Every test run tracks token consumption, API costs, and latency. Cost assertions sit alongside correctness assertions:

expect(result).cost_under(0.05)
expect(result).total_tokens_under(3000)
SDKPackageRuntimeStatus
Pythonattest-ai (PyPI)Python 3.10+Stable (v0.4.2)
TypeScript@attest-ai/core (npm)Node 18+Stable (v0.4.2)

Both SDKs provide the same core API surface: expect() fluent DSL, TraceBuilder, TraceTree, adapter base classes, tier system, and engine lifecycle management via EngineManager.

A statically-compiled Go binary (attest-engine) that runs as a subprocess. The SDK communicates with it over JSON-RPC 2.0 transported as NDJSON over stdin/stdout.

The engine handles all assertion evaluation — from JSON Schema validation (Layer 1) through LLM-as-judge scoring (Layer 6). This architecture separates the hot evaluation path (Go) from the developer-facing API (Python/TypeScript).

Binary discovery chain:

  1. ATTEST_ENGINE_PATH environment variable
  2. PATH lookup
  3. ~/.attest/bin/ shared cache (version-checked)
  4. Monorepo dev layout
  5. Local ./bin/
  6. Auto-download from GitHub Releases

Eight layers evaluated in order, cheapest first. Layers 1-4 and 7 are free and deterministic. Layer 5 uses embeddings ($0.001/call). Layer 6 uses an LLM judge ($0.01+/call). Layer 8 runs custom plugin logic.

See Assertion Pipeline for the full deep dive.

Two tiers of adapters capture traces from different integration points:

  • Provider adapters (OpenAI, Anthropic, Gemini, Ollama) wrap LLM client SDKs to capture individual API calls, token counts, and tool use.
  • Framework adapters (LangChain, LlamaIndex, Google ADK, CrewAI) hook into agent orchestration frameworks to capture tool call sequences, agent delegation trees, and multi-step reasoning.

See Adapter System for the full architecture.

The Trace is the central data structure. Every agent interaction produces a trace containing input, execution steps, output, and metadata.

classDiagram
class Trace {
+str trace_id
+int schema_version
+str agent_id
+dict input
+list~Step~ steps
+dict output
+TraceMetadata metadata
+str parent_trace_id
}
class Step {
+str type
+str name
+dict args
+dict result
+Trace sub_trace
+dict metadata
+int started_at_ms
+int ended_at_ms
+str agent_id
+str agent_role
}
class TraceMetadata {
+int total_tokens
+float cost_usd
+int latency_ms
+str model
+str timestamp
}
Trace "1" --> "*" Step : steps
Trace "1" --> "0..1" TraceMetadata : metadata
Step "0..1" --> "0..1" Trace : sub_trace
TypeConstantDescription
LLM Callllm_callA call to an LLM provider API
Tool Calltool_callExecution of a tool/function
RetrievalretrievalDocument or vector search operation
Agent Callagent_callDelegation to a sub-agent (contains sub_trace)

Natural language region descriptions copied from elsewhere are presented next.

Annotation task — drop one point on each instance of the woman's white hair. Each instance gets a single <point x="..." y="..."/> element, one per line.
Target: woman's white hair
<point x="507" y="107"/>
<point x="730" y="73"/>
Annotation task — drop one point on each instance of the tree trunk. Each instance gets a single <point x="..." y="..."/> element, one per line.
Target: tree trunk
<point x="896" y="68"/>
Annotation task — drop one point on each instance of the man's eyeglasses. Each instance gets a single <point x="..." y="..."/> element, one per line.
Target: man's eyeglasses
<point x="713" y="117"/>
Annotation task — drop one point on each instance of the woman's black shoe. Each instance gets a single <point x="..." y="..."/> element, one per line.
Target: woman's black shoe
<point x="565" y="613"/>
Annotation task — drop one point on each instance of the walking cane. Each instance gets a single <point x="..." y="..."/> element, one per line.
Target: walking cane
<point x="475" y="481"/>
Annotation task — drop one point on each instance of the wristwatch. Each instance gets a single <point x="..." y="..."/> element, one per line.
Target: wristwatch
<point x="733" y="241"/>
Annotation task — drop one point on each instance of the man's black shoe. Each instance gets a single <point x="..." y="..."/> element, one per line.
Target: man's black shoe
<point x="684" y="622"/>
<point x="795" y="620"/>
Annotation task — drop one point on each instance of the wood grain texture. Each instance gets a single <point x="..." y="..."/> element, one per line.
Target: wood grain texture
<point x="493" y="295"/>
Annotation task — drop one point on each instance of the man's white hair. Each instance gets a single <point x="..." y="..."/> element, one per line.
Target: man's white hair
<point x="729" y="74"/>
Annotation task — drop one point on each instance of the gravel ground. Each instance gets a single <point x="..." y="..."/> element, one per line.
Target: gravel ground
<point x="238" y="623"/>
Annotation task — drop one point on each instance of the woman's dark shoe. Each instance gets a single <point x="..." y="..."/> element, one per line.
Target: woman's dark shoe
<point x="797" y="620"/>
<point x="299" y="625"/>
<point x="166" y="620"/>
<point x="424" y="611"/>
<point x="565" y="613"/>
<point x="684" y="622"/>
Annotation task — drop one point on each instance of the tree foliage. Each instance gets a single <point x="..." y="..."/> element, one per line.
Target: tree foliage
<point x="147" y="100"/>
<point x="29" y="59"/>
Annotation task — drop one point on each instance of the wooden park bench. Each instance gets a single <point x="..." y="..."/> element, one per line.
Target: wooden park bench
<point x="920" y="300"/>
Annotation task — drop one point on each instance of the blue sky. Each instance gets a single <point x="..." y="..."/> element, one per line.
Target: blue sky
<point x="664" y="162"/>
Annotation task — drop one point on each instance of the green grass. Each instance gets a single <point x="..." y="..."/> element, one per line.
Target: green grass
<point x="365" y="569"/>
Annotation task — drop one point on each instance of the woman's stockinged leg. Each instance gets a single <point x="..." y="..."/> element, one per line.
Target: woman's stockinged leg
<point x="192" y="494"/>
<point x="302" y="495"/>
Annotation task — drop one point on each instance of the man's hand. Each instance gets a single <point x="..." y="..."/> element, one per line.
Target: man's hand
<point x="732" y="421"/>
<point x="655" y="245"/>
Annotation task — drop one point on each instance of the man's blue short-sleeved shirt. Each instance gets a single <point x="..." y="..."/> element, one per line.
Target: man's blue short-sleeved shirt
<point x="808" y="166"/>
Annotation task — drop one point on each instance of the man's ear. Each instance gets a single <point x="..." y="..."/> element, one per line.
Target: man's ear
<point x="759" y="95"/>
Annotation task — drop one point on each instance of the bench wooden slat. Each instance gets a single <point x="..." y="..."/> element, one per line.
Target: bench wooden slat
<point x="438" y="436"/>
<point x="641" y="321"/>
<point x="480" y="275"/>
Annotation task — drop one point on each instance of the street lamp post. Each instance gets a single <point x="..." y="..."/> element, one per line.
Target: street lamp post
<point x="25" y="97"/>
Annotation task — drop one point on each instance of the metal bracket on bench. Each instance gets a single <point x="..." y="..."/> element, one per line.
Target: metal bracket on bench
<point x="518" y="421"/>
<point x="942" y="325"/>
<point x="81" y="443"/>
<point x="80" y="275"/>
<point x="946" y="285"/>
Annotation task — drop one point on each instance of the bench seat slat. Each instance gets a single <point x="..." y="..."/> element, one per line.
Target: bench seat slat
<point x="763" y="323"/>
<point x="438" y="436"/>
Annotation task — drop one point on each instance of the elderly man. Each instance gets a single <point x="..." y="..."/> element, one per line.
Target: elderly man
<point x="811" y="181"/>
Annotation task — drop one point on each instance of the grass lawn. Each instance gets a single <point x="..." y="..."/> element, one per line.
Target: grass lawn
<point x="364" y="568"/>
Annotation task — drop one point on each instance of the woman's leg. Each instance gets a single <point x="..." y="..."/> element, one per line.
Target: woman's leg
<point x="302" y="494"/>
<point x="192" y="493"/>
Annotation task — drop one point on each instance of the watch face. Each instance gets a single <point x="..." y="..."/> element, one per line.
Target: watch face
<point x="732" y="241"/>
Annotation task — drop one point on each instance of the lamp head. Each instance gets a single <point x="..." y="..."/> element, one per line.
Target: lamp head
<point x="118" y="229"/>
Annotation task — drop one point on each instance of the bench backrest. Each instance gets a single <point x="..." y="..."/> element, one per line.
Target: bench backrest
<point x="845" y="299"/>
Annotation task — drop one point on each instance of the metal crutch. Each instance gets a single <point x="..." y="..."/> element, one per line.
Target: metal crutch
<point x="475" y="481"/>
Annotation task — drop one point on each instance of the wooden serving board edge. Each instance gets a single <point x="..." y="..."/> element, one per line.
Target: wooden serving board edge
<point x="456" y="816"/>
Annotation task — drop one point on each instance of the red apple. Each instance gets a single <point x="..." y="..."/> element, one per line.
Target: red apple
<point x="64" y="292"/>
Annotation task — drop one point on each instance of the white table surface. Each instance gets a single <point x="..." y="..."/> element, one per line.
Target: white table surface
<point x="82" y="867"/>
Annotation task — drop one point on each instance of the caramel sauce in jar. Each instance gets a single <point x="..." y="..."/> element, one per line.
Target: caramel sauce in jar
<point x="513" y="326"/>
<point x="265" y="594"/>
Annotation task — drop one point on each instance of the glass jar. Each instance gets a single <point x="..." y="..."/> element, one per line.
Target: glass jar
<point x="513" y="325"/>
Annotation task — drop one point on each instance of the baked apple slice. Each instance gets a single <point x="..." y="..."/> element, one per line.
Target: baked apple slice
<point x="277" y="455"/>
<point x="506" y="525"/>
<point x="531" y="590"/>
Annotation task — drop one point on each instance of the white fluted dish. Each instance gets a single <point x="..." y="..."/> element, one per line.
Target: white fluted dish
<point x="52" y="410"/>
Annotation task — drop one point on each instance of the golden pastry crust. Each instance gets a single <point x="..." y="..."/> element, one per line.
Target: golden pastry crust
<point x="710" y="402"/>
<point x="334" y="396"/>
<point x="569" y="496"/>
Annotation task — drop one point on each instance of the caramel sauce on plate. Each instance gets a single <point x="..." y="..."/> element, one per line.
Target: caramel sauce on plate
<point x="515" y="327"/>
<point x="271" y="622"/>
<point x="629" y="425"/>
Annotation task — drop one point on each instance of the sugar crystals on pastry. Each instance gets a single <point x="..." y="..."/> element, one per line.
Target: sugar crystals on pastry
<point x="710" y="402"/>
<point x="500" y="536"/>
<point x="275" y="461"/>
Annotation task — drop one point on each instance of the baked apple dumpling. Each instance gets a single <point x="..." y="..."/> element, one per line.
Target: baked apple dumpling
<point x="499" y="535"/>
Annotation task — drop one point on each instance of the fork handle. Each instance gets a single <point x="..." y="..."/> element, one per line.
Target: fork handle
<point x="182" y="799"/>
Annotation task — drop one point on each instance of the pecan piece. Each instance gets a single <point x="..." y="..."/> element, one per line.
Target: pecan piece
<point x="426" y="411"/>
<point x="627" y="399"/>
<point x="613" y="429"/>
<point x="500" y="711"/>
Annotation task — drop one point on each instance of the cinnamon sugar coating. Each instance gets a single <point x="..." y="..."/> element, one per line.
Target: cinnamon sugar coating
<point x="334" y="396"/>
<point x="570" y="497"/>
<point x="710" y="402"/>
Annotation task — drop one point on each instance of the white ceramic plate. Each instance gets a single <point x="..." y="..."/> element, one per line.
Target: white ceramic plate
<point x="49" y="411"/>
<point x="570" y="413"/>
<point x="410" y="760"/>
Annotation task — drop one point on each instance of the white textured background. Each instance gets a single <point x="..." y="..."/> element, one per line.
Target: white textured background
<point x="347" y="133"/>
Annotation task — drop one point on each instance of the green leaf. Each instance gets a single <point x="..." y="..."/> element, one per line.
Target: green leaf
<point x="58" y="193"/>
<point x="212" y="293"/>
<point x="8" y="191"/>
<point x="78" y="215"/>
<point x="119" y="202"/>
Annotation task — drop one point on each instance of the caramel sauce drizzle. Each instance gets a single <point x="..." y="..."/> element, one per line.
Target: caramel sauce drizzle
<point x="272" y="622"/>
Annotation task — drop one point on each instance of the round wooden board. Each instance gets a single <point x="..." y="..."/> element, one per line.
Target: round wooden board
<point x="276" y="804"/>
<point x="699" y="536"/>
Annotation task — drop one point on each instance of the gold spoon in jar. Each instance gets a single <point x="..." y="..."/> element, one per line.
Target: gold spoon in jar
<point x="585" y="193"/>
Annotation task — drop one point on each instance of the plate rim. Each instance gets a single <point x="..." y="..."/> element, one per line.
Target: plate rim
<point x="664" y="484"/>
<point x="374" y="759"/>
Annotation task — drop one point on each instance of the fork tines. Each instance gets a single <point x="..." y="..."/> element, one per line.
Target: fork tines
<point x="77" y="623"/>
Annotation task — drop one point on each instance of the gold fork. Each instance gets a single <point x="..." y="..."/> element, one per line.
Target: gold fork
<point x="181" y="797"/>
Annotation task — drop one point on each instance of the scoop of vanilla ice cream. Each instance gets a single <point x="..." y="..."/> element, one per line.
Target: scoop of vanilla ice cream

Steps carry optional temporal metadata for multi-agent analysis:

  • started_at_ms / ended_at_ms — wall-clock timestamps for ordering and overlap detection
  • agent_id / agent_role — stable identifiers for agent-level assertions

Provider adapters populate timestamps from wall-clock around LLM calls. Framework adapters populate timestamps and agent identity from framework event metadata.

Tests are tagged with tiers that map to assertion cost:

TierLayersCostUse Case
TIER_1L1-L4, L7FreeSchema, constraint, trace, content, trace tree
TIER_2L5~$0.001/assertionEmbedding similarity
TIER_3L6~$0.01+/assertionLLM-as-judge scoring
from attest import tier, TIER_1, TIER_2, TIER_3
@tier(TIER_1)
async def test_schema_compliance(result):
expect(result).output_matches_schema(schema)
@tier(TIER_3)
async def test_response_empathy(result):
expect(result).judge_score("empathy", above=0.7)

Run only free tests in development, escalate to full suite in CI:

Terminal window
# Development: fast, free tests only
ATTEST_MAX_TIER=1 pytest -m attest
# CI pipeline: full suite including LLM judge
pytest -m attest

Both SDKs share the same engine binary and protocol. The engine is language-agnostic — any client that speaks JSON-RPC 2.0 over NDJSON/stdio can drive it.

flowchart LR
PY["Python SDK"] -->|"JSON-RPC 2.0"| ENG["Go Engine<br/>v0.4.0"]
TS["TypeScript SDK"] -->|"JSON-RPC 2.0"| ENG
FUTURE["Future SDKs<br/>(Go, Rust, ...)"] -.->|"JSON-RPC 2.0"| ENG

SDK versions and engine versions are decoupled. Both SDKs at v0.4.2 work with engine v0.4.0. The engine binary is cached in ~/.attest/bin/ with a .engine-version marker file for version validation.